Pinggiran Tripoli Menjadi Tempat Faksi Bersenjata Libya Bentrok, Kenapa?

Manaberita.com – PERTEMPURAN telah meletus antara faksi-faksi bersenjata Libya di pinggiran barat Tripoli ketika pasukan yang bersekutu dengan Pemerintah Persatuan Nasional (GNU) yang dipimpin oleh Abdul Hamid al-Dabaiba terus mengkonsolidasikan kendali atas ibukota. Bentrokan Jumat dan Sabtu pagi terjadi di distrik Warsafara, sebelah barat Tripoli. Distrik tersebut telah menjadi tempat bentrokan berulang selama 11 tahun yang kacau sejak penguasa lama Libya Kolonel Muammar Gaddafi digulingkan dalam pemberontakan yang didukung NATO.

Melansir dari Aljazeera, Pada tahun 2014, Libya terpecah antara rezim saingan di timur dan barat negara itu, yang didukung oleh berbagai milisi dan beberapa pasukan regional. Produksi minyak Libya, hadiah untuk kelompok-kelompok yang bertikai, telah berulang kali dimatikan. Perebutan kekuasaan di Libya telah mengadu GNU yang berbasis di Tripoli melawan pemerintahan saingan di bawah Fathi Bashagha yang didukung oleh parlemen yang berbasis di timur.

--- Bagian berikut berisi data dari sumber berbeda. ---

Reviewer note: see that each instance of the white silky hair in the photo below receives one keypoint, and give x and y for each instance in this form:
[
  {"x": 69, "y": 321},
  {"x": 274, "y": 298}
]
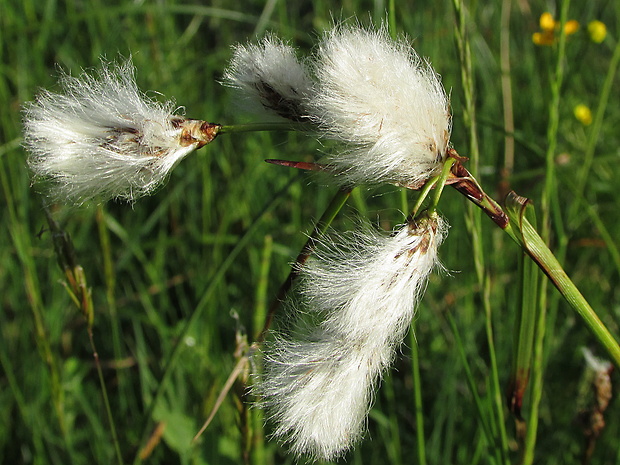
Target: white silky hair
[
  {"x": 363, "y": 288},
  {"x": 385, "y": 102},
  {"x": 101, "y": 138},
  {"x": 270, "y": 77}
]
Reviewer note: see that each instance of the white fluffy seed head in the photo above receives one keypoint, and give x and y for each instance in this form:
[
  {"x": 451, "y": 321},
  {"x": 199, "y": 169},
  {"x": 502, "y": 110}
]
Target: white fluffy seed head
[
  {"x": 378, "y": 96},
  {"x": 101, "y": 138},
  {"x": 271, "y": 78},
  {"x": 364, "y": 287}
]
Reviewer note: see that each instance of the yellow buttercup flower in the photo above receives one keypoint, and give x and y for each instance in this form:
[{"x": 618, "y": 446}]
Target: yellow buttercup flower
[
  {"x": 583, "y": 114},
  {"x": 549, "y": 26},
  {"x": 547, "y": 23},
  {"x": 571, "y": 27},
  {"x": 597, "y": 31}
]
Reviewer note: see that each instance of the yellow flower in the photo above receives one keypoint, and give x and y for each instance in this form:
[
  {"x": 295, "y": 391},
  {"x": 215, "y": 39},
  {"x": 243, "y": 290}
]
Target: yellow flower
[
  {"x": 583, "y": 114},
  {"x": 571, "y": 27},
  {"x": 547, "y": 23},
  {"x": 543, "y": 38},
  {"x": 549, "y": 26},
  {"x": 597, "y": 31}
]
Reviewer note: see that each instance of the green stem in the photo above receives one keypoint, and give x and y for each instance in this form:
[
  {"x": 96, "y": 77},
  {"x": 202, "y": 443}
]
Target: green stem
[
  {"x": 417, "y": 398},
  {"x": 548, "y": 263},
  {"x": 273, "y": 126},
  {"x": 330, "y": 213}
]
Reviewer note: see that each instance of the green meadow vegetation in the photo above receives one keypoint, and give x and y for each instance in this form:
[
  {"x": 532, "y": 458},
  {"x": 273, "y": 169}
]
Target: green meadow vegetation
[{"x": 176, "y": 286}]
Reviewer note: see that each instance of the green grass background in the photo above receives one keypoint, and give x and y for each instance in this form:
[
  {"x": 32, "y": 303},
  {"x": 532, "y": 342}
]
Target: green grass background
[{"x": 150, "y": 264}]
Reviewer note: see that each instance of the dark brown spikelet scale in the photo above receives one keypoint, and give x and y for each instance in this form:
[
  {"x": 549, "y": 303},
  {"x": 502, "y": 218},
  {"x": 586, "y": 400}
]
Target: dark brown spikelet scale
[{"x": 274, "y": 101}]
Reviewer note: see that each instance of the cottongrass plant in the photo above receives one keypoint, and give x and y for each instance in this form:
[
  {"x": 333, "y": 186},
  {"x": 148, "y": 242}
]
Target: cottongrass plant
[
  {"x": 271, "y": 77},
  {"x": 363, "y": 289},
  {"x": 385, "y": 102},
  {"x": 365, "y": 89},
  {"x": 101, "y": 138}
]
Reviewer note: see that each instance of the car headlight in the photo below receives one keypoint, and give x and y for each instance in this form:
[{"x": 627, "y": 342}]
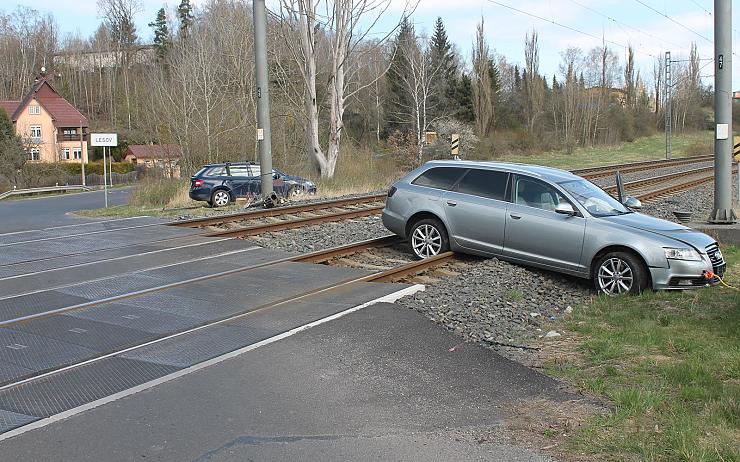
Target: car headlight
[{"x": 682, "y": 254}]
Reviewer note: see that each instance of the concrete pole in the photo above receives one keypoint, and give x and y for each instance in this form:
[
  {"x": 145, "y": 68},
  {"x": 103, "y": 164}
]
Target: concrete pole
[
  {"x": 82, "y": 155},
  {"x": 723, "y": 212},
  {"x": 105, "y": 180},
  {"x": 263, "y": 95}
]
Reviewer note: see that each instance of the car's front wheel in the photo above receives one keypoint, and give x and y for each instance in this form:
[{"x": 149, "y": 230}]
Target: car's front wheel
[
  {"x": 220, "y": 198},
  {"x": 620, "y": 273},
  {"x": 429, "y": 238}
]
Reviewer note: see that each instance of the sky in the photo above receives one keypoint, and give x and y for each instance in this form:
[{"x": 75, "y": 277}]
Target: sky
[{"x": 651, "y": 26}]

Bentrokan itu, bersama dengan kelompok besar pro-Dbeibah yang mengambil alih markas militer di Tripoli selatan, terjadi di tengah pertempuran terbesar Libya selama dua tahun. Pada hari Jumat dan Sabtu pagi, kata saksi, mortir ditembakkan di Warshafana, sebuah distrik lahan pertanian, desa-desa dan petak-petak perkotaan antara Tripoli dan kota barat Zawiya. Selama pertempuran minggu lalu, sebuah faksi utama yang bersekutu dengan Bashagha yang berbasis di Zawiya dikatakan termasuk di antara kelompok-kelompok yang diusir dari pinggiran ibukota.

Di distrik Ain Zara selatan Tripoli, sebuah faksi kuat yang mendukung al-Dabaiba selama pertempuran pekan lalu mengambil alih markas keamanan. Pejuang dan kendaraan yang membawa lencananya berjaga di sana pada Sabtu pagi dengan pos pemeriksaan didirikan di dekatnya. Kebuntuan antara al-Dabaiba dan Bashagha telah berlangsung selama berbulan-bulan, dengan faksi timur Libya yang kuat berbaris di belakang yang terakhir, yang didukung oleh komandan militer pemberontak Khalifa Haftar, sementara banyak faksi yang mengendalikan Tripoli dan bagian barat laut lainnya terpecah.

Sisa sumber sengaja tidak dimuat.